Welches Fahrrad für den Triathlon ?

Das Radfahren macht beim Triathlon den größten Teil der Zeit und des Aufwands auf und daher ist die Wahl des Fahrrades keine unbedeutende Angelegenheit.

Differenziert werden kann hier nach Art des Triathlon und dem eigenen Anspruch. Triathlonräder können sehr kostspielig sein, aber nicht in jedem Fall ist das teuerste Rad auch gleich das Beste.

Für Einsteiger empfiehlt sich zunächst ein normales Straßenrennrad, das mit einem Lenkeraufsatz zu einem Triathlonrad umgerüstet werden kann.
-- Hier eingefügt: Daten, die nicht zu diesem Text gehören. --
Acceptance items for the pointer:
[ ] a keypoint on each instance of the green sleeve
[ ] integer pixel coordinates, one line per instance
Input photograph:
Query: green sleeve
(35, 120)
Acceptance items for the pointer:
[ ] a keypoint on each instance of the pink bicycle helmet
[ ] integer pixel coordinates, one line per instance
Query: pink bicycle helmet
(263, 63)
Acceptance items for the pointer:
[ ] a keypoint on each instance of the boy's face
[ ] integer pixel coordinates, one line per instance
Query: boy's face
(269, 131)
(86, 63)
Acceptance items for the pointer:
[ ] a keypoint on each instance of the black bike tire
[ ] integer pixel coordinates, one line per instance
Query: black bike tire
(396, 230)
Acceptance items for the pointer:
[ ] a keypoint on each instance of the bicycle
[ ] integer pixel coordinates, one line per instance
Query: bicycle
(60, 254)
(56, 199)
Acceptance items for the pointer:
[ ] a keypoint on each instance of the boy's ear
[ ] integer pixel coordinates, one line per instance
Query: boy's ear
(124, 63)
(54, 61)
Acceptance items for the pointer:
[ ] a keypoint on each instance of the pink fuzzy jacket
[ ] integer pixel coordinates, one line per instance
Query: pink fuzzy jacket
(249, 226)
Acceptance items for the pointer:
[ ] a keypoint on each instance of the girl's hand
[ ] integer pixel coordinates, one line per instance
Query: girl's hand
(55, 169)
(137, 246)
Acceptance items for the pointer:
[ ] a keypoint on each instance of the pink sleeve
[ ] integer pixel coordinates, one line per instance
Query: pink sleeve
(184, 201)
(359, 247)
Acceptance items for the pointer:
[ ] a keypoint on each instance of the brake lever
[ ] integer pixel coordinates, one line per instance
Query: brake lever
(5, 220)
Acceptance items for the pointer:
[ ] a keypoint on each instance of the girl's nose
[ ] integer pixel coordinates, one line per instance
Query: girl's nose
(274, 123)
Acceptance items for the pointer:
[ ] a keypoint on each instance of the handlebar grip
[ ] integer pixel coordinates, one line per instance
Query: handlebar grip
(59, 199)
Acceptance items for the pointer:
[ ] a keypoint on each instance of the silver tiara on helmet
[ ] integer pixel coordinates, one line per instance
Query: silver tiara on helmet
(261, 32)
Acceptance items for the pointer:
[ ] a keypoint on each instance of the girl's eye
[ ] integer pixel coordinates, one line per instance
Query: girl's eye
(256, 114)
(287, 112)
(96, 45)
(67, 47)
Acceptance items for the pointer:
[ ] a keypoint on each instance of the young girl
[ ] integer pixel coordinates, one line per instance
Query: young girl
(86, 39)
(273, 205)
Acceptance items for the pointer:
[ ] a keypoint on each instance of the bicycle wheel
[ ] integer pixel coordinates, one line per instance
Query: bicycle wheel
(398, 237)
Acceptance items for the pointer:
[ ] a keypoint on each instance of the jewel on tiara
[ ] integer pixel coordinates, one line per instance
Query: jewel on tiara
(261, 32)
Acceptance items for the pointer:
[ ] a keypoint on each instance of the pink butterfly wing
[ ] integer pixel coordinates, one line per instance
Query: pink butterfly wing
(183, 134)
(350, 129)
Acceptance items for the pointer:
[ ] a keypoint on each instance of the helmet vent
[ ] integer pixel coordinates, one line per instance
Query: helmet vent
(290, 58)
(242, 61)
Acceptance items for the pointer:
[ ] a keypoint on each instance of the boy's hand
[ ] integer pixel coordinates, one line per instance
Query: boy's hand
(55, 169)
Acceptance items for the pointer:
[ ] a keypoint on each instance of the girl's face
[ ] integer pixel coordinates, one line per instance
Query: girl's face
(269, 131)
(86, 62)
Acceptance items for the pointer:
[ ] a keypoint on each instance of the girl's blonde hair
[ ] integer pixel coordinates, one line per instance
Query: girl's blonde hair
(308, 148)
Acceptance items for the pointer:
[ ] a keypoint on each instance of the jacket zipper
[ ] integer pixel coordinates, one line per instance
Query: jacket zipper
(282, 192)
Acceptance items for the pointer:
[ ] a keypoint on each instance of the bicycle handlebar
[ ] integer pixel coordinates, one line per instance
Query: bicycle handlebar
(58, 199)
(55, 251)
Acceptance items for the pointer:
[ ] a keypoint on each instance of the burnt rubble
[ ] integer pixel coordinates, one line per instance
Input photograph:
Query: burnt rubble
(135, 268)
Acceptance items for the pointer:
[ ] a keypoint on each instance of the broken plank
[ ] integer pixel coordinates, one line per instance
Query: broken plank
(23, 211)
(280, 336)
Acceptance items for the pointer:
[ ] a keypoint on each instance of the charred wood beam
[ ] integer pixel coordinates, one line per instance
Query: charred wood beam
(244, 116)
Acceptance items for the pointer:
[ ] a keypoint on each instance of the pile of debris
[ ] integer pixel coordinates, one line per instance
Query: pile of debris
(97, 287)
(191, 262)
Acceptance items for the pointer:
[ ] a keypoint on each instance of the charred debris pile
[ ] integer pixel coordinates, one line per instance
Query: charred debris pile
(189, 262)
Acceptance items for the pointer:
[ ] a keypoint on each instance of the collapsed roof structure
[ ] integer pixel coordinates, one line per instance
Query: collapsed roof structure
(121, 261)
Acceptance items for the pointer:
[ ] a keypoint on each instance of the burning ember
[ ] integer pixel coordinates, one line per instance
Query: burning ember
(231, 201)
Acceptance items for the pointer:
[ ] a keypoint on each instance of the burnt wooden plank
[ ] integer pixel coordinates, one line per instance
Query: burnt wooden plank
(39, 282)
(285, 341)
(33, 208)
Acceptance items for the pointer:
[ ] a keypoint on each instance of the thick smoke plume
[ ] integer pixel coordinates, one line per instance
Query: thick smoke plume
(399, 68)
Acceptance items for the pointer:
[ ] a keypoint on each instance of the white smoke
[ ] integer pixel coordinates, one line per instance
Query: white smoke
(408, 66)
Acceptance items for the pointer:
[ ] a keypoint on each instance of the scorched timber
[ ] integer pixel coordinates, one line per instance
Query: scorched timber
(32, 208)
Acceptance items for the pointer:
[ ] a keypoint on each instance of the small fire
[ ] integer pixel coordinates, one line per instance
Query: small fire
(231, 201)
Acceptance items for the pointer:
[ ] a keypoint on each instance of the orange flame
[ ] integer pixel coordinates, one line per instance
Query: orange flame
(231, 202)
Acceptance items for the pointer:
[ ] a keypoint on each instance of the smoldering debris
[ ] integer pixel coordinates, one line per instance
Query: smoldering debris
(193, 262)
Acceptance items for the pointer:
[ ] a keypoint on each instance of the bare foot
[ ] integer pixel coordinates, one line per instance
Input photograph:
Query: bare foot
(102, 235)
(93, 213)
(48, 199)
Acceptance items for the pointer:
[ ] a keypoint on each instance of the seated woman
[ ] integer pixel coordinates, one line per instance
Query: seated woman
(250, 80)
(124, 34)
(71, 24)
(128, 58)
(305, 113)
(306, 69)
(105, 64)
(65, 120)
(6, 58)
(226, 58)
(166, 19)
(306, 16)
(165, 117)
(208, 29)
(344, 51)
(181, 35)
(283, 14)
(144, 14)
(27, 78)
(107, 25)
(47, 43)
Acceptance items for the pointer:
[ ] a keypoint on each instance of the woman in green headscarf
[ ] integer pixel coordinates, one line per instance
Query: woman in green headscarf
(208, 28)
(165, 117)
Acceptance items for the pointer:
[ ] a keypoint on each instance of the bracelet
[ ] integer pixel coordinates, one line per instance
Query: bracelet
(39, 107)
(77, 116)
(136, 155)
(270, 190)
Da selten mit Langdistanz-Wettkämpfen begonnen wird, eignet sich ein Rennrad am Besten für die Kurzdistanz-Triahtlons. Ebenso lässt sich hier eine gute Mischung aus liegender und aufrechter Sitzposition wählen, die für die meisten Trainingseinheiten von Vorteil ist.

Das klassische Triathlonrad hat durch die spezielle Geometrie Vorteile für die langen, geraden Streckenabschnitte in Training und Wettkampf. Diese dauern teilweise mehrere Stunden an und hier zahlt sich die aerodynamische Position vor allem bei Mittel- und Langdistanzen aus. Sowohl zeitlich als auch beim Kraftaufwand. Der Windwiderstand wird einfach nochmals um ein paar Prozent verringert und verhilft so zu schnelleren Zeiten und kraftschonenderem Fahren.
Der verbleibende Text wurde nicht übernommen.